The odds are that we in
the bottom 99 percent may never see a recovery in our lifetimes. That’s
because our nation has evolved into something entirely new: a
billionaire bailout society.
We are entering a disastrous new era in which all the
economic gains go to the top 1 percent, according to data from
economists Emmanuel Saez and Thomas Piketty. They report
that, “Top 1% incomes grew by 31.4% while bottom 99% incomes grew only
by 0.4% from 2009 to 2012. Hence, the top 1% captured 95% of the income
gains in the first three years of the recovery…. In sum, top 1% incomes
are close to full recovery while bottom 99% incomes have hardly started
to recover.” (In 2012, $394,000 is the cutoff to make it into the top 1
percent.)
We see in vivid detail what the new American order looks
like. The top 1 percent live in another economic universe of high
finance that sucks the wealth from the rest of us. In their world, banks
(owned by and for the top 1%) are able to grow larger and larger so
there is no chance they will be allowed to fail, even after these same
banks took down the economy. (In 1965 they had assets equal to 17%
percent of the U.S. economy. Today it’s more than 65% percent.)
Free from any meaningful controls, financial gambling
(called proprietary trading in polite circles) is now the dominant
activity within our largest banks. In fact, in these too-big-to-fail
banks, more money goes to financial gambling than to loans for
businesses and consumers. These are not banks—they are rigged casinos
for the rich. The upside from these corrupt pursuits are kept by the top
fraction of the 1 percent, while the 99 percent hold the bag when those
phony bets crash the economy.
And who among us doesn’t think that will happen again?

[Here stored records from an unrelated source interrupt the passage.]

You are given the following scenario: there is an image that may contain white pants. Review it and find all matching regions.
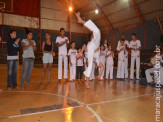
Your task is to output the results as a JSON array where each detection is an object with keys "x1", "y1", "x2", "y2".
[
  {"x1": 106, "y1": 63, "x2": 113, "y2": 79},
  {"x1": 58, "y1": 55, "x2": 68, "y2": 79},
  {"x1": 99, "y1": 60, "x2": 105, "y2": 80},
  {"x1": 145, "y1": 68, "x2": 154, "y2": 83},
  {"x1": 117, "y1": 59, "x2": 125, "y2": 78},
  {"x1": 89, "y1": 63, "x2": 96, "y2": 80},
  {"x1": 145, "y1": 67, "x2": 163, "y2": 85},
  {"x1": 130, "y1": 56, "x2": 140, "y2": 79},
  {"x1": 70, "y1": 64, "x2": 76, "y2": 81},
  {"x1": 124, "y1": 58, "x2": 128, "y2": 78},
  {"x1": 84, "y1": 20, "x2": 101, "y2": 77}
]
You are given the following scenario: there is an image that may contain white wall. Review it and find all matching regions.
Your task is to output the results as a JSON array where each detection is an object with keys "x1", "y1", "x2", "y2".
[{"x1": 0, "y1": 0, "x2": 85, "y2": 33}]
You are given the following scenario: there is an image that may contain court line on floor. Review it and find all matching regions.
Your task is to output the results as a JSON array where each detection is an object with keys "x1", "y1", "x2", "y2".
[
  {"x1": 87, "y1": 94, "x2": 154, "y2": 105},
  {"x1": 0, "y1": 105, "x2": 83, "y2": 120},
  {"x1": 3, "y1": 91, "x2": 103, "y2": 122}
]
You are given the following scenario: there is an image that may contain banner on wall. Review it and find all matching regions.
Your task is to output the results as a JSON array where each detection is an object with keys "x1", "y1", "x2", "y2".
[{"x1": 0, "y1": 0, "x2": 40, "y2": 18}]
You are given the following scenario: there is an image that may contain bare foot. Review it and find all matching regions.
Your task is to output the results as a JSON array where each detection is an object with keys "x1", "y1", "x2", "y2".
[
  {"x1": 15, "y1": 86, "x2": 20, "y2": 90},
  {"x1": 20, "y1": 86, "x2": 24, "y2": 90},
  {"x1": 85, "y1": 84, "x2": 90, "y2": 89},
  {"x1": 97, "y1": 76, "x2": 101, "y2": 81},
  {"x1": 150, "y1": 81, "x2": 155, "y2": 86},
  {"x1": 7, "y1": 87, "x2": 12, "y2": 91}
]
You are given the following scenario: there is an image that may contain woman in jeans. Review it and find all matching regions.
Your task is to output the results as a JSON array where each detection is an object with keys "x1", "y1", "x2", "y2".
[
  {"x1": 7, "y1": 30, "x2": 20, "y2": 90},
  {"x1": 40, "y1": 33, "x2": 55, "y2": 85},
  {"x1": 21, "y1": 30, "x2": 36, "y2": 89}
]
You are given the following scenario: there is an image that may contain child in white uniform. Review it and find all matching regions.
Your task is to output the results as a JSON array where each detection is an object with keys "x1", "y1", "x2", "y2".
[
  {"x1": 56, "y1": 28, "x2": 69, "y2": 81},
  {"x1": 117, "y1": 34, "x2": 130, "y2": 78},
  {"x1": 130, "y1": 33, "x2": 141, "y2": 80},
  {"x1": 99, "y1": 45, "x2": 106, "y2": 80},
  {"x1": 89, "y1": 57, "x2": 96, "y2": 80},
  {"x1": 68, "y1": 42, "x2": 77, "y2": 81},
  {"x1": 106, "y1": 45, "x2": 114, "y2": 79},
  {"x1": 117, "y1": 39, "x2": 126, "y2": 79},
  {"x1": 76, "y1": 12, "x2": 104, "y2": 88},
  {"x1": 76, "y1": 48, "x2": 84, "y2": 81}
]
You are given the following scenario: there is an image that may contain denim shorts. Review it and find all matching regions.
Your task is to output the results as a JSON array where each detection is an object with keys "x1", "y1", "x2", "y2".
[{"x1": 42, "y1": 53, "x2": 53, "y2": 64}]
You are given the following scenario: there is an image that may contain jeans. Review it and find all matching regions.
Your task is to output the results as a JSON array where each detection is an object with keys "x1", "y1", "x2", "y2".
[
  {"x1": 7, "y1": 60, "x2": 18, "y2": 88},
  {"x1": 76, "y1": 66, "x2": 83, "y2": 80},
  {"x1": 21, "y1": 58, "x2": 34, "y2": 86}
]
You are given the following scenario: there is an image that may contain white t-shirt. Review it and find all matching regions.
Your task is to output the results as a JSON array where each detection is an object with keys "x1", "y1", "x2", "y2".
[
  {"x1": 106, "y1": 50, "x2": 114, "y2": 64},
  {"x1": 77, "y1": 53, "x2": 83, "y2": 66},
  {"x1": 22, "y1": 39, "x2": 36, "y2": 58},
  {"x1": 56, "y1": 36, "x2": 69, "y2": 55},
  {"x1": 130, "y1": 40, "x2": 141, "y2": 56},
  {"x1": 100, "y1": 50, "x2": 106, "y2": 61},
  {"x1": 117, "y1": 40, "x2": 130, "y2": 58},
  {"x1": 68, "y1": 49, "x2": 77, "y2": 64},
  {"x1": 117, "y1": 45, "x2": 126, "y2": 60},
  {"x1": 104, "y1": 44, "x2": 108, "y2": 51},
  {"x1": 84, "y1": 52, "x2": 88, "y2": 63}
]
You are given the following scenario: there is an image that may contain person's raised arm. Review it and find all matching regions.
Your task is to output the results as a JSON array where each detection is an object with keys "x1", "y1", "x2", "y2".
[
  {"x1": 75, "y1": 12, "x2": 100, "y2": 37},
  {"x1": 21, "y1": 42, "x2": 31, "y2": 50}
]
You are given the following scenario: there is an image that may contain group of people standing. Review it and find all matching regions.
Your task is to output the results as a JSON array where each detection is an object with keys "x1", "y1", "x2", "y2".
[
  {"x1": 4, "y1": 13, "x2": 162, "y2": 90},
  {"x1": 7, "y1": 30, "x2": 36, "y2": 90}
]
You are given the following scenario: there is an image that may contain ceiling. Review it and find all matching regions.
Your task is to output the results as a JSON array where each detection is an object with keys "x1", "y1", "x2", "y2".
[{"x1": 58, "y1": 0, "x2": 163, "y2": 31}]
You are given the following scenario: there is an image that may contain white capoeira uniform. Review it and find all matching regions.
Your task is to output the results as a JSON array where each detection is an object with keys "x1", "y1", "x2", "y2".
[
  {"x1": 130, "y1": 40, "x2": 141, "y2": 79},
  {"x1": 99, "y1": 50, "x2": 106, "y2": 80},
  {"x1": 56, "y1": 36, "x2": 69, "y2": 79},
  {"x1": 117, "y1": 40, "x2": 130, "y2": 78},
  {"x1": 89, "y1": 57, "x2": 96, "y2": 80},
  {"x1": 84, "y1": 52, "x2": 88, "y2": 80},
  {"x1": 84, "y1": 20, "x2": 101, "y2": 77},
  {"x1": 106, "y1": 50, "x2": 114, "y2": 79},
  {"x1": 68, "y1": 49, "x2": 77, "y2": 81},
  {"x1": 145, "y1": 56, "x2": 163, "y2": 85},
  {"x1": 117, "y1": 45, "x2": 125, "y2": 78}
]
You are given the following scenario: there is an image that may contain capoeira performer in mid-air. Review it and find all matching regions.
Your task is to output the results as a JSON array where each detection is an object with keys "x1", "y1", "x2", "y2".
[{"x1": 75, "y1": 12, "x2": 104, "y2": 88}]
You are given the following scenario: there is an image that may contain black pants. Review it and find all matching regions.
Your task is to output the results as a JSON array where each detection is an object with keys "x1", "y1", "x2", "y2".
[
  {"x1": 7, "y1": 60, "x2": 18, "y2": 88},
  {"x1": 76, "y1": 66, "x2": 83, "y2": 80}
]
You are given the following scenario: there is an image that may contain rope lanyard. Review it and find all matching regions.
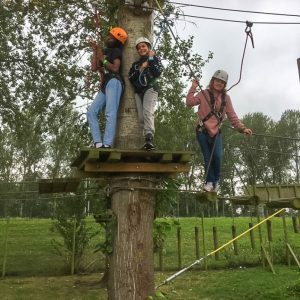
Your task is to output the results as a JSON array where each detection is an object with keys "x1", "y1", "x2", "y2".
[{"x1": 227, "y1": 21, "x2": 254, "y2": 91}]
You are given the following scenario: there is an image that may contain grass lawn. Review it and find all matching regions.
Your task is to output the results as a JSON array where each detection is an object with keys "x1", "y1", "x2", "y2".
[
  {"x1": 0, "y1": 217, "x2": 300, "y2": 300},
  {"x1": 0, "y1": 266, "x2": 300, "y2": 300}
]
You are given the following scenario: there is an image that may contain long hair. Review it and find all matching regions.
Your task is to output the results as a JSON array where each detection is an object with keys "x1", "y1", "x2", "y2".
[{"x1": 207, "y1": 77, "x2": 227, "y2": 94}]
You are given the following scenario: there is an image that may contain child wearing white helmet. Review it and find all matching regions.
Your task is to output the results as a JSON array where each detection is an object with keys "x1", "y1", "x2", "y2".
[
  {"x1": 128, "y1": 37, "x2": 163, "y2": 150},
  {"x1": 186, "y1": 70, "x2": 252, "y2": 192},
  {"x1": 87, "y1": 27, "x2": 127, "y2": 148}
]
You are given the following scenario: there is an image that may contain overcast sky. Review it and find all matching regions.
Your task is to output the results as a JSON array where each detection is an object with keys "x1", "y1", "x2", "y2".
[{"x1": 172, "y1": 0, "x2": 300, "y2": 121}]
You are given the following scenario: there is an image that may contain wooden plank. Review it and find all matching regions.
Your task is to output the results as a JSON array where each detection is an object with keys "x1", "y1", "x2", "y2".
[
  {"x1": 159, "y1": 153, "x2": 173, "y2": 163},
  {"x1": 38, "y1": 178, "x2": 80, "y2": 194},
  {"x1": 179, "y1": 153, "x2": 192, "y2": 163},
  {"x1": 84, "y1": 162, "x2": 190, "y2": 173},
  {"x1": 196, "y1": 192, "x2": 218, "y2": 203},
  {"x1": 107, "y1": 152, "x2": 121, "y2": 162},
  {"x1": 266, "y1": 198, "x2": 300, "y2": 209},
  {"x1": 77, "y1": 149, "x2": 100, "y2": 170}
]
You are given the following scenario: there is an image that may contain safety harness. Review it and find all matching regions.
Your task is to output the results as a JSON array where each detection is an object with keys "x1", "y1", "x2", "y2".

Regulation is hapless as billions of dollars slosh through
the political troughs. Serious enforcement is virtually non-existent
because the enforcers fear that the entire financial system will fail
should these criminal banks be prosecuted. Every national policy from
the bailouts to “quantitative easing” has further funneled money to the
super-rich. Meanwhile, the rest of us are told to plod along until jobs
miraculously appear and our incomes finally rise. Dream on.
In sum, our new economic era is characterized by the
supremacy of financial capital which vacuums up the productive wealth of
the nation, and then uses the nation’s wealth as an insurance policy to
pay for its inevitable losses.
Entering Uncharted Territory
The billionaire bailout society is quite different than
previous gilded ages. This can be seen clearly in comparing the
aftermath of the recent Great Recession to what took place during the
Great Depression. We need to remember that after the crash of 1929,
America went on a crusade to rescue the economy by controlling Wall
Street, supporting unions, and fundamentally rebuilding our physical and
educational infrastructure. As Harvard economist Claudia Golden put it,
a Great Compression took place during which the gap between the rich
and the rest of us came down—not by destroying wealth but by making sure
working people got their fair share. In 1929, the top 1% grabbed 23
percent of the nation’s income. By the late 1960s it was below 9
percent.
During the Great Compression we had our feet planted firmly
on the neck of Wall Street. Financial gambling was held to a minimum.
Incomes were no higher on Wall Street than in the productive economy.
Finance and production more or less were in balance. But after
deregulation set in the late 1970s, the income gap began to accelerate
yet again, returning to the unconscionable levels of the late 1920s.